Ah, the book sale of the West Tisbury library! It’s an annual feast for bibliophiles. This year I’ve got to be there right when the doors open. There was no telling what treasures I had missed out on last summer when, 10 or so minutes late, I joined the horde of book lovers. That’s the diverse species of individuals engaged in a balancing act between the civility befitting men of letters, and aggressiveness in capturing that long sought-after author or book title of cult status.

The tables with rows upon rows of books were arranged pretty much the same way as the year before. Photography, high on my list, was situated near the entrance. Equipped with brown shopping bags, I was ready to join the fray. First, you have to ascertain in which direction the line at a table, or the circle around it, is moving. Then you look for an opening. It occurs whenever a bookworm becomes engrossed in a tome, thereby holding up the line on his one side, while thinning it on his other. I didn’t have to wait long for a gap. Gently inserting myself, shoulder first, into the line, I scanned the bookscape laid out before me.

Right away I alighted on Die Alpen, a large-format German picture book, dated 1927, with wonderfully detailed black-and-white reproductions of the Alpine mountains. Ten dollars seemed a bit steep, but the volume appealed to more than just the photographer in me.
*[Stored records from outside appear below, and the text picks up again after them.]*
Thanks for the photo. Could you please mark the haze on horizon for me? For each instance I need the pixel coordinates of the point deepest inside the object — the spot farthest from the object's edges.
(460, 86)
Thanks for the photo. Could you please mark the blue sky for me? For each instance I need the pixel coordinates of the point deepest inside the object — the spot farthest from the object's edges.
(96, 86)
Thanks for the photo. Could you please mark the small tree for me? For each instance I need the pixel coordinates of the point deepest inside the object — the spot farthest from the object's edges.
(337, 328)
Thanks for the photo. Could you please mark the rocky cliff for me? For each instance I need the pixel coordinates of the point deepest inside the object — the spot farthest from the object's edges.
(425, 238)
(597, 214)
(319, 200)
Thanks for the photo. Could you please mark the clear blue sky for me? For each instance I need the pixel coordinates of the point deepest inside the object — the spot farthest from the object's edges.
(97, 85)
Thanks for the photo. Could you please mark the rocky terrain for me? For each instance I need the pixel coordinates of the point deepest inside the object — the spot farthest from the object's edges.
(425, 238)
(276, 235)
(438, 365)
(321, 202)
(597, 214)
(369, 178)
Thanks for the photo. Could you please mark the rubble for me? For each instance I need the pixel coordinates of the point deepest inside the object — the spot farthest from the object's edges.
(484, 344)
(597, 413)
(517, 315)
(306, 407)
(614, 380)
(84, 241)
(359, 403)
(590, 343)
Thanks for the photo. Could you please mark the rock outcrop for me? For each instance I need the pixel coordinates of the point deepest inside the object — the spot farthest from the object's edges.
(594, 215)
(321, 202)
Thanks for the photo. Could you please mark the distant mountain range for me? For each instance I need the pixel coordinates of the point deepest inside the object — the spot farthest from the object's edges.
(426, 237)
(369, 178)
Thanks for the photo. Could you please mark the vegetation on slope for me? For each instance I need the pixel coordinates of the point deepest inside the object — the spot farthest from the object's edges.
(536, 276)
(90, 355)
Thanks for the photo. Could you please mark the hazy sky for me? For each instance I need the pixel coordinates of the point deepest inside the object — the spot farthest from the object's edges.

It took me back to my teens when, living far away from the Alps, I became fascinated with them and read everything available on the subject — topography, climbing techniques, even the history of first ascents. Case in point: the Matterhorn, first scaled in 1865 by, of all people, an Englishman, Edward Whymper. But I digress. Books do that to you. “There is no Frigate like a Book to take us Lands Away,” to quote Emily Dickinson, that recluse of Amherst, very likely tucked away over on the poetry table.

I quickly came across another good find, Creation, color photos by the great Ernst Haas, definitely a contender. I started feeling the line pressing against me. I either could hold my ground, feigning transport into Lands Away and forcing others to move around me, or step back and give up my place in the line. It is a matter of what other promising books you have spied near you. I decided to stay put and leaf through Creation. I remembered seeing one of the pictures years ago when I marveled at its minimalist use of color and composition. In went the second book into the bag.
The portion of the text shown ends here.